Health care isn’t like selling supermarket produce. There are peaks in need whenever there is bad weather or an outbreak of a particular condition. You need a degree of flexibility that can’t always be defined in a contract. Either a contract of employment or a contract with a private company. During an epidemic you can’t have too many employees saying they have done their bit and are going home or a contractor tell you that you didn’t pay for this kind of demand level so they aren’t required to deliver it.
Yet, each month a little bit more of the service is hived off. Each year there is less money available for each operation as tiny increases in funding fail to keep pace with the age of the population. Each day a new set of experienced staff decide that they can no longer put themselves through the personal pressures of work at the sharp end of an A&E unit or an emergency ward. Many of them come back on higher pay under a contract that means they carry lower responsibilities. Every year there is a new attempt at re-organisation which simply adds to the pressures.
There never will be a day when any government in the UK is brave enough to announce the death of the NHS. The Conservatives will always proclaim that they are the champions of it. They keep claiming they have allocated record sums of funding and real terms increases. In fact they have shattered the funding for the local authority care service and left the NHS to deal with the crisis. My mother spent 6 weeks in an NHS hospital bed for the simple reason there was no care bed available The NHS picked up the bill. They are being asked to make up the slack in the care system whilst also being provided with less money per operation. We are witnessing a slow and gradual destruction of the service. This is an ideologically driven choice and all the harder to resist for being done slowly and steadily.

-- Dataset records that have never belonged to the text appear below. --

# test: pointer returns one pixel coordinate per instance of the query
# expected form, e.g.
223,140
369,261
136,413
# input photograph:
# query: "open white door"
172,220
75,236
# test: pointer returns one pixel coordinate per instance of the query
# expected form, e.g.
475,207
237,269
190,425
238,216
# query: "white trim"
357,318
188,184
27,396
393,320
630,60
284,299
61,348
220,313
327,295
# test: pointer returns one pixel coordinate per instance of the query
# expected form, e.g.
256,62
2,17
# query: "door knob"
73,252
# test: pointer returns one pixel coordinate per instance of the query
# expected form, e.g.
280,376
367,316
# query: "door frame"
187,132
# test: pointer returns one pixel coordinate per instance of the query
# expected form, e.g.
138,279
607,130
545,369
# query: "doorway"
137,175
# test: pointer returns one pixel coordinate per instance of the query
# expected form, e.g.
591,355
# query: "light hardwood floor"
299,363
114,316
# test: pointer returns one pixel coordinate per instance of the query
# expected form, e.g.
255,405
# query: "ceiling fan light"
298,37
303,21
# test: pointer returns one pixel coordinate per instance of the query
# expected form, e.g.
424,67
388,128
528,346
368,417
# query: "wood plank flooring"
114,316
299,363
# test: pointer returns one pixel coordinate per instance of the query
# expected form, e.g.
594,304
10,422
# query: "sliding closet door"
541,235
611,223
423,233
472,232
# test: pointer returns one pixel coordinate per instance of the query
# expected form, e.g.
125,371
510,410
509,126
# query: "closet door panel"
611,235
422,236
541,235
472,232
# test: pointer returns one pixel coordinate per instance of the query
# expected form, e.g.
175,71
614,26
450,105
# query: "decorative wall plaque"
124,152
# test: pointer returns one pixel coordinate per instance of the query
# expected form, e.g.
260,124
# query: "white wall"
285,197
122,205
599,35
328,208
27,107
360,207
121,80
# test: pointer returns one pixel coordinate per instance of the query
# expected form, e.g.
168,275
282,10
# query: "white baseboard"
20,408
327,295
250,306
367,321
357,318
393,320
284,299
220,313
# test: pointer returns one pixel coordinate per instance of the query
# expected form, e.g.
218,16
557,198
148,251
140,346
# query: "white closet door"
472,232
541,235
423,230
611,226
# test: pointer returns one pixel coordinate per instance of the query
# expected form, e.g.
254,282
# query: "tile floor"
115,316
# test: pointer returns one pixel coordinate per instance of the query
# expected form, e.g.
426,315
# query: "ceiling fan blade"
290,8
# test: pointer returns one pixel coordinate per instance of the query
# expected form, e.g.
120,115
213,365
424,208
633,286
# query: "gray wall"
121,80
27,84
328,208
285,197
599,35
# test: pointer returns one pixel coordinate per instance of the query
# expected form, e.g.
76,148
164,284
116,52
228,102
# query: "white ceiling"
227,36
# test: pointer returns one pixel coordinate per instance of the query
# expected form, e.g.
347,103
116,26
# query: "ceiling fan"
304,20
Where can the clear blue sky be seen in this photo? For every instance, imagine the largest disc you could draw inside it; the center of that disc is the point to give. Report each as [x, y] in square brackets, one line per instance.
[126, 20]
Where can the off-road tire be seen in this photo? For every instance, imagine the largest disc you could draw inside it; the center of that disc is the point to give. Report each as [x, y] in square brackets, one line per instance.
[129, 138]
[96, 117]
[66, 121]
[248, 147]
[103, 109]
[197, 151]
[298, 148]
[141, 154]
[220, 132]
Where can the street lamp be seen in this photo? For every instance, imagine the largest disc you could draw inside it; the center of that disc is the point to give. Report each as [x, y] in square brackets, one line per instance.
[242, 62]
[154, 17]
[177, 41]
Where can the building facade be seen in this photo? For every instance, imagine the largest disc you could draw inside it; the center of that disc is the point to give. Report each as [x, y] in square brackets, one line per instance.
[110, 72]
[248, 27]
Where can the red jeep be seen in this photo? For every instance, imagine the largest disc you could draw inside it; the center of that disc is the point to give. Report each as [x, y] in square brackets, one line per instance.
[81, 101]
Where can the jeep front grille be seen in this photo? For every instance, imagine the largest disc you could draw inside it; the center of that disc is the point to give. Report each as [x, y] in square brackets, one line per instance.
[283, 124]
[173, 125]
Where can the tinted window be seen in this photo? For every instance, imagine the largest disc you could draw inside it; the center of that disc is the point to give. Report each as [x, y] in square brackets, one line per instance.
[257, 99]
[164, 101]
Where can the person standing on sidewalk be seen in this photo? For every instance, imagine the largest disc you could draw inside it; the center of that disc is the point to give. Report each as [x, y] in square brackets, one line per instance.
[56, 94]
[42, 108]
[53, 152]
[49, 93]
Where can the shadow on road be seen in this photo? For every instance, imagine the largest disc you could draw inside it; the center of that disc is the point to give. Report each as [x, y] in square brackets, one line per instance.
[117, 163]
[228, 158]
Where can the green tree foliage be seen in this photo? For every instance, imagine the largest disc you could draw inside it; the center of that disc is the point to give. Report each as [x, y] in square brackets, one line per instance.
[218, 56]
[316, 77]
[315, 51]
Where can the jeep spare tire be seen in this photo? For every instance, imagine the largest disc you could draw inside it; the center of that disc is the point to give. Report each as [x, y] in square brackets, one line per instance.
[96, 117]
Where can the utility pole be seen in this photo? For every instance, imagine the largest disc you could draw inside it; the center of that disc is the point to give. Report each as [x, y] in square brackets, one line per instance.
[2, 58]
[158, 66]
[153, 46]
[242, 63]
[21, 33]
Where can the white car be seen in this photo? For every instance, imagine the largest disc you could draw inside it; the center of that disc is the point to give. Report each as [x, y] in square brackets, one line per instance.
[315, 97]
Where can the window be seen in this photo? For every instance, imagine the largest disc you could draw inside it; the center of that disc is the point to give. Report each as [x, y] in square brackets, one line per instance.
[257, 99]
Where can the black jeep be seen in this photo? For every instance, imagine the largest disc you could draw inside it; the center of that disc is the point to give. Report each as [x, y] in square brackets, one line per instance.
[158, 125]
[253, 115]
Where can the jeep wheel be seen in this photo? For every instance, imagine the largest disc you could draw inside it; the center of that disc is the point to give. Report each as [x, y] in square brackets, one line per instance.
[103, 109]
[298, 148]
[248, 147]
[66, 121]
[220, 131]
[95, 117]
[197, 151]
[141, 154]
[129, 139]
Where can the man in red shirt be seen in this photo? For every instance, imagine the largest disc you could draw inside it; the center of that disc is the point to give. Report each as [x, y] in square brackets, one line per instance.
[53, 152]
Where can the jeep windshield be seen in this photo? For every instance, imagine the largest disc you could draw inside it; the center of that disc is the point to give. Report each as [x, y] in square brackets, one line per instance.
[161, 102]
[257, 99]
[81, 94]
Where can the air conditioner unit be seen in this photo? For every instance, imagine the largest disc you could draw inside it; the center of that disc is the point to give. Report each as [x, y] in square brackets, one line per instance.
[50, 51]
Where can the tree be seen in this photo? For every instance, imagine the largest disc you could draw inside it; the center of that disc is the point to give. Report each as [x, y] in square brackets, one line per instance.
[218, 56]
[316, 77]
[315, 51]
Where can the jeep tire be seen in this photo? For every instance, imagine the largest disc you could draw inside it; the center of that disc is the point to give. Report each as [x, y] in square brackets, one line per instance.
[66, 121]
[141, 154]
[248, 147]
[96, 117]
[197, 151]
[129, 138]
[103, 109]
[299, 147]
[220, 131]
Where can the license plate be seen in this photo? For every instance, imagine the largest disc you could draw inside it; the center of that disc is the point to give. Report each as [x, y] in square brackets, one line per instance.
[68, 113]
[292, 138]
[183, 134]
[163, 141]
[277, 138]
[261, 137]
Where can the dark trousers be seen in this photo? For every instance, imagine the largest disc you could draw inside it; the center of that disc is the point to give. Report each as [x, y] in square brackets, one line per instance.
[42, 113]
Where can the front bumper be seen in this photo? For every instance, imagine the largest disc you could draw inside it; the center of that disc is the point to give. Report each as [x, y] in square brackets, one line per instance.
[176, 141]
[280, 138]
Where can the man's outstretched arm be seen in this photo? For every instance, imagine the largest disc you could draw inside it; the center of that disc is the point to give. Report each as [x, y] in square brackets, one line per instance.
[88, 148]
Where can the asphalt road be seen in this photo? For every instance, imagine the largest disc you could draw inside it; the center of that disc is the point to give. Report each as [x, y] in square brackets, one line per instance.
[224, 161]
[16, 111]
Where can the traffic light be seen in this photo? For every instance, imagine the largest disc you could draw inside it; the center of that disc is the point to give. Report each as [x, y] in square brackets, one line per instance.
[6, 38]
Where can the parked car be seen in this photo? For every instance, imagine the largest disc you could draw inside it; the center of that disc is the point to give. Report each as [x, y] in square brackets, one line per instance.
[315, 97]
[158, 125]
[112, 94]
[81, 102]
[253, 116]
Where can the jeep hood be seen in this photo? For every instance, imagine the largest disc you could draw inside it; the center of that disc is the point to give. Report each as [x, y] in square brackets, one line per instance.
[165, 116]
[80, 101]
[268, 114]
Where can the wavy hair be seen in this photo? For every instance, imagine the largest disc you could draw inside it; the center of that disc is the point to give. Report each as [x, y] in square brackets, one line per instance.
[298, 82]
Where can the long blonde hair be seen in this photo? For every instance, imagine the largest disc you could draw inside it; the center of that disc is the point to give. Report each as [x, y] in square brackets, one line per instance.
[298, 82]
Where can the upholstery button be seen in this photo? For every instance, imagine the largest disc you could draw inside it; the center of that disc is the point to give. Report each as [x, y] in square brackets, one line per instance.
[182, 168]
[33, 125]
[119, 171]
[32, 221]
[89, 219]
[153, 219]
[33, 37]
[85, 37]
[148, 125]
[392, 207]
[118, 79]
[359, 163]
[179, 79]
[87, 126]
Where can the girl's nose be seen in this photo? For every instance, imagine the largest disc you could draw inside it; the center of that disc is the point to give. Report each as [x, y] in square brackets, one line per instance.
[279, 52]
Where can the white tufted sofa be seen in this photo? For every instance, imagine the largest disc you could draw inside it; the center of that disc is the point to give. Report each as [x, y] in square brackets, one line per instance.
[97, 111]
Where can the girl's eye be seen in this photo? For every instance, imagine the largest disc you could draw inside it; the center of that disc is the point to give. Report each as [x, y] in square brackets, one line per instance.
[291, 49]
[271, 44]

The NHS desperately needs both extra funding and an opportunity to step back from continual re-organisation and just focus on running the service well. What we are seeing instead is an incredibly valuable service being steadily weakened.
We need to challenge the myth that the service is failing because it is a form of socialism. The truth is that this kind of service can only succeed if it is inspired by an ideal that we are all at risk of illness and we all need to club together to see each other through hard times.
I do not believe that the staff I saw working so hard this week would get much immediate relief from their pressures by an increase in funding and an end to top down re-organisations. But I do believe it would be a huge boost to their morale to get a message from someone in government that there is a determination to work with them and let them get on with their jobs with a little more support and a lot less interference.
The best first step towards doing this would be to raise income tax and use it to support the NHS. The staff are being pushed to the limits and it is time for the public to push back and tell its politicians that they value the NHS enough to pay up.